Life is a bit crazy at the mo, so not been around much. Pareto will be 16 weeks tomorrow, and weighed him today... he's 6kg and 13" tall. I suspect he's going to be on the large side and wondered what others think?

Kx


----------



## Laura(L)Izzie (Sep 9, 2011)

Hmm could possibly be on the larger side, my Izzie is 14.5" to the shoulders & is around 8.7kg fully grown, not sure of all her heights & weigh ins while she was growing though so I couldn't tell you exactly, he may just be growing earlier & not grow so much later on, but again I have no clue, time will tell  x


----------



## Fifi (Aug 11, 2011)

Oh dear Gaia must be a giant then, not sure of her height but she weighed in at 8.2 kg at 15 weeks


----------



## lady amanda (Nov 26, 2010)

Lady fully grown is just over 14 pounds.... she is a skinny thing, I am not sure of her height as she things the tape measure is a toy...but they do grow to around 9 months...they have periods of less fast, and then will have a crazy growth spurt.


----------



## marzy (Aug 20, 2010)

boycie slowed his growth rate down at 5 6 months and,weighed 9 kg his weight only went up to 9.3kg as he's now 15 months 
he did get taller tho xx 
marzy xx


----------



## Rufini (Sep 9, 2011)

Vincent was just weighed at the vets and he's 5kg at 17 weeks  He'll be neither big nor small!!


----------



## Kaz (Oct 12, 2011)

Benji was 3.10kg yesterday and is about 10" tall at almost 10 weeks, he's some catching up to do - but he looks much stockier because of all his glorious fur, I can never believe how skinny he looks when he comes out of the bath!! Xx


----------



## Rufini (Sep 9, 2011)

I just measured Vincent and he's about 13 inches...although he was scared of my ruler! So it was hard to see for sure.
Silly little thing!

He's just mostly leg though...!


----------



## DONNA (Jan 7, 2011)

He sounds fine to me but then my puppy is huge!!(its all fluff honest!)


----------



## curt3007 (May 28, 2011)

George is 6 months and 10.5kg, about 15 inches I would say


----------



## Janev1000 (Oct 4, 2011)

Biscuit is nearly 12 weeks and was weighed at 4.2kg today and is about 8" tall. He has been fussier with his food over the last week but still gained 600g!

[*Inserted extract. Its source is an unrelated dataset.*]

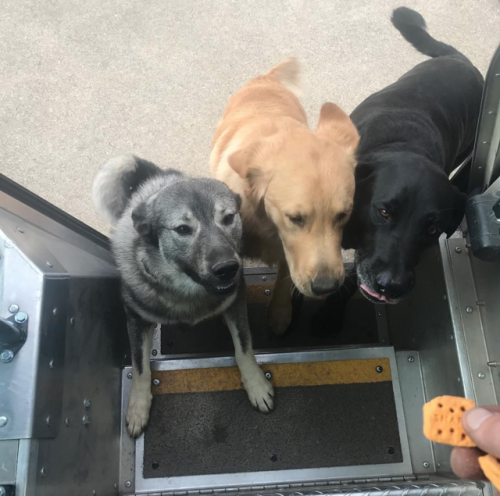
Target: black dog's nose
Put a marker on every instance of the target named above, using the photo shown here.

I don't think he is going to be really tall but may have a stockier build instead. He sometimes looks like a bunny from behind hopping along! His Mum is an American toy and his dad is a miniature at 12". People keep saying he is going to be big as he has big paws - although they don't look overly big to me - must be all the fur around them!


----------